クレセントの物言いに全員は驚きの表情をする。

それでクレセントは「やはり…」と呟き、


「皆さんのお顔に書いてありますよ? さぁ、なにかあったのですか? わたくしでよろしければ相談にのりますわよ?」

『………』


クレセントの質問に、だが四人はなかなか答えることができないでいる。

するとクレセントはなにかを察したのか、


「…言えませんか? それなら構いません、心のなかで自分の行いに懺悔すれば神もきっとお許しをしてくれることでしょう…それでは目をつぶってください」


そして一同はゆっくりと目をつぶり、黙祷をした。


「では。ああ、神よ…もしお聞きになられているのならばこの迷える小羊達を許したまえ…アーメン…」

『アーメン…』


四人はクレセントにならって一緒にアーメンと唱えていた。


「もう、目をあけてもよろしいですよ…?」


そしてクレセントとの少しの会話を終わらせて一同は帰り支度をしていた。


「真紅さん、そしてみなさん。今日はわざわざ付き合ってもらってありがとうございますね」

「心に迷いがありましたらいつでも来てくださいね…」

「はい、失礼しました。

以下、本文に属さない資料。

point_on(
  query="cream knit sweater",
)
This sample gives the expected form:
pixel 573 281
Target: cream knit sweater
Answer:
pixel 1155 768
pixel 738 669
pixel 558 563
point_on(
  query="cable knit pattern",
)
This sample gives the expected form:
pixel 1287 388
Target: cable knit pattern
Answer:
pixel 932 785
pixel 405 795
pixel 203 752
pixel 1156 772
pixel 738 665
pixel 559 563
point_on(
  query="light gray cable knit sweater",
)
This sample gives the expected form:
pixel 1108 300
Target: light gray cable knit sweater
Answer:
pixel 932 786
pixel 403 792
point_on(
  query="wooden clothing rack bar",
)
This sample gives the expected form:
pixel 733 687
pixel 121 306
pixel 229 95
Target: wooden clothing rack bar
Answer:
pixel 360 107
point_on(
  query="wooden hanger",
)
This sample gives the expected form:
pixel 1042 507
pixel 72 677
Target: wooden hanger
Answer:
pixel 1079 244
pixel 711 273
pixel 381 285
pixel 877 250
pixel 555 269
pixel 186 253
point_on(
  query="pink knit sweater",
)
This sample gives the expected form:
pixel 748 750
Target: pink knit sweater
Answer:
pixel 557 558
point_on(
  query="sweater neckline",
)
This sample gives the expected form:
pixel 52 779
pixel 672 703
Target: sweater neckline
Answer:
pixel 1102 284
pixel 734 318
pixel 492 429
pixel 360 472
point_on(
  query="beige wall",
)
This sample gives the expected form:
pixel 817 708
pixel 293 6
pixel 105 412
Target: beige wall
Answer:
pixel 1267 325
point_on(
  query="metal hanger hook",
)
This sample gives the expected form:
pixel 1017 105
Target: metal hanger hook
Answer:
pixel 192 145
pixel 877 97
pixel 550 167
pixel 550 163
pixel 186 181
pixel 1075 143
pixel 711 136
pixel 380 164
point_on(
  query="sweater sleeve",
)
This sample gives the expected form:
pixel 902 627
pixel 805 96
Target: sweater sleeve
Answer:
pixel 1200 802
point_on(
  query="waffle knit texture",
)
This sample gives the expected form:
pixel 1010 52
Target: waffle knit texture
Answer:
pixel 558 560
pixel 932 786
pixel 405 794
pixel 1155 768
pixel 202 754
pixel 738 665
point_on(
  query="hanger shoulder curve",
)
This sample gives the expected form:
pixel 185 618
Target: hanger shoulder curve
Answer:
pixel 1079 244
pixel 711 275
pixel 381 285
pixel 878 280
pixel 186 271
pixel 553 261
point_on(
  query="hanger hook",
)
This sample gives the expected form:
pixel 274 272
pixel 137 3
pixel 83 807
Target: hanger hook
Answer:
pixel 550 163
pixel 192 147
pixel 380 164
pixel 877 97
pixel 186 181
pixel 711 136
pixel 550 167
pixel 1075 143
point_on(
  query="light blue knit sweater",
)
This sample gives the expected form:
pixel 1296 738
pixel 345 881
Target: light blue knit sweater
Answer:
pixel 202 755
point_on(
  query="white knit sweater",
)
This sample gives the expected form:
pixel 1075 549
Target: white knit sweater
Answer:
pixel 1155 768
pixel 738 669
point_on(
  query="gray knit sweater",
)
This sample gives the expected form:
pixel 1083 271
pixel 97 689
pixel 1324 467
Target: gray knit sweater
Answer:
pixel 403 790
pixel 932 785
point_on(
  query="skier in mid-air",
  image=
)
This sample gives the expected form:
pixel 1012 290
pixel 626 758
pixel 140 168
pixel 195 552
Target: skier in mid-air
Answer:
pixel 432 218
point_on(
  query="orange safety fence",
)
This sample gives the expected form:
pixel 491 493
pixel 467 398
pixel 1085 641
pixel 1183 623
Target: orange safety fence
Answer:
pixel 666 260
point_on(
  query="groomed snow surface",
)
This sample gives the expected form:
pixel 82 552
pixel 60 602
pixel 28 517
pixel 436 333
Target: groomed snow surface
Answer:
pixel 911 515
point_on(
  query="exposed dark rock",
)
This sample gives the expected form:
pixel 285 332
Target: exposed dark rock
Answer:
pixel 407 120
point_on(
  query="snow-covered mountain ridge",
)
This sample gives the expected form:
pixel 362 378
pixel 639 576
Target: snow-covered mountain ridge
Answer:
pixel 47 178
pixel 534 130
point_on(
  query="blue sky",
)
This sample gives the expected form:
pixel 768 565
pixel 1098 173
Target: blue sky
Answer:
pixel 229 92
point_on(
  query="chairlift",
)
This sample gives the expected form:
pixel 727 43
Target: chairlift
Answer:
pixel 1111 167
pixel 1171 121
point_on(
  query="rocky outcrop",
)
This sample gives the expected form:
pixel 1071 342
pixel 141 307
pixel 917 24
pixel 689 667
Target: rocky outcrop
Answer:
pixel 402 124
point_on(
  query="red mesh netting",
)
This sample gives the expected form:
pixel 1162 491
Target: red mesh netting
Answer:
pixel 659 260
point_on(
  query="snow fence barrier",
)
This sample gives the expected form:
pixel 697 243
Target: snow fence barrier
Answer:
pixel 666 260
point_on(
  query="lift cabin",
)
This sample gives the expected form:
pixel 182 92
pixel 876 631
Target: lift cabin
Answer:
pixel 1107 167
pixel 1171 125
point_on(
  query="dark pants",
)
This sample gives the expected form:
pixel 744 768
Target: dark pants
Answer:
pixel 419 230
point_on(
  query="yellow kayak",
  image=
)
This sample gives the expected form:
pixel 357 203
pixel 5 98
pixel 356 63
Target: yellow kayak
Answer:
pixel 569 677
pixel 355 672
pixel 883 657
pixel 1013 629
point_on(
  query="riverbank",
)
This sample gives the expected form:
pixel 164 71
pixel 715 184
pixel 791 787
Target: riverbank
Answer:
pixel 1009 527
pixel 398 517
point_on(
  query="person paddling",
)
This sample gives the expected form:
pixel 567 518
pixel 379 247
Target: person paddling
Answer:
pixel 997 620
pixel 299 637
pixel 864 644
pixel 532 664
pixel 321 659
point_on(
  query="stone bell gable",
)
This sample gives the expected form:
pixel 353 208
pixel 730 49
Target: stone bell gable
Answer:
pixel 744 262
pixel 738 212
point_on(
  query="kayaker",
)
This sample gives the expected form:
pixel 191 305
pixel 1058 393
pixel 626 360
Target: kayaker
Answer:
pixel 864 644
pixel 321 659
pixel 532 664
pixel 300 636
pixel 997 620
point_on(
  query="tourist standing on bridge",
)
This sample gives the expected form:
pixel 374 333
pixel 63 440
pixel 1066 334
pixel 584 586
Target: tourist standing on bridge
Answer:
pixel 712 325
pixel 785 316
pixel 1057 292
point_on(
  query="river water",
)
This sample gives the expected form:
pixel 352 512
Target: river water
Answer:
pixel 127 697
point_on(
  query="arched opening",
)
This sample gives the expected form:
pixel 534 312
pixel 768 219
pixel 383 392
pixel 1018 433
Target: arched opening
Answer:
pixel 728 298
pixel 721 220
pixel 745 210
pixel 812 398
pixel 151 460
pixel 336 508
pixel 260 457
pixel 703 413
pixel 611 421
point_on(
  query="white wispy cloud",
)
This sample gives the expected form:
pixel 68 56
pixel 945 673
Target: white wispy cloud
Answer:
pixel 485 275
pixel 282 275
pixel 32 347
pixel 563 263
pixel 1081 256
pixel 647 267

クリスまた明日ね」

「学校で会おうね!」

「それでは…」

「はい。ごきげんよう、皆さん」


それで聖梁教会を後にする三人。


「結構本格的でしたね…?」

「うん、クレセントさんは本当にいい人だから頼りになるんですよね」

「そうね。…そうだ、鈴架に海斗くん。今日ちょっと私寄るところがあるから先に帰ってて」

「わかりました。でもどこへ…?」

「ちょっと、ね…。それじゃ!」


そうして真紅は鈴架達とは違う道を歩いて行った。


「きっとお姉ちゃん、秦先輩の家にいったんだよ」

「え? どうしてですか?」

「お姉ちゃんてかなり性格真面目でしょ? だからきっと今日の昼の事を翔の奴に謝りにいったのよ」

「そうですか…。それなら僕も行った方がいいんじゃないでしょうか…?」

「そんなことないですよ! 海斗さんはあいつにさんざんいわれたむしろ被害者なんですから!」

「ですが…」

「いいから早く帰りましょう。明日にでも謝ればいいじゃないですか?」

「そう、ですね…。(…でも、この嫌な予感がするのはなんでしょうか?)」


海斗は嫌な予感がしながらも鈴架と一緒に帰り道を歩いて行った。




――to be continued.



キリスト教の学校ですから教会もあってなんぼだと思います。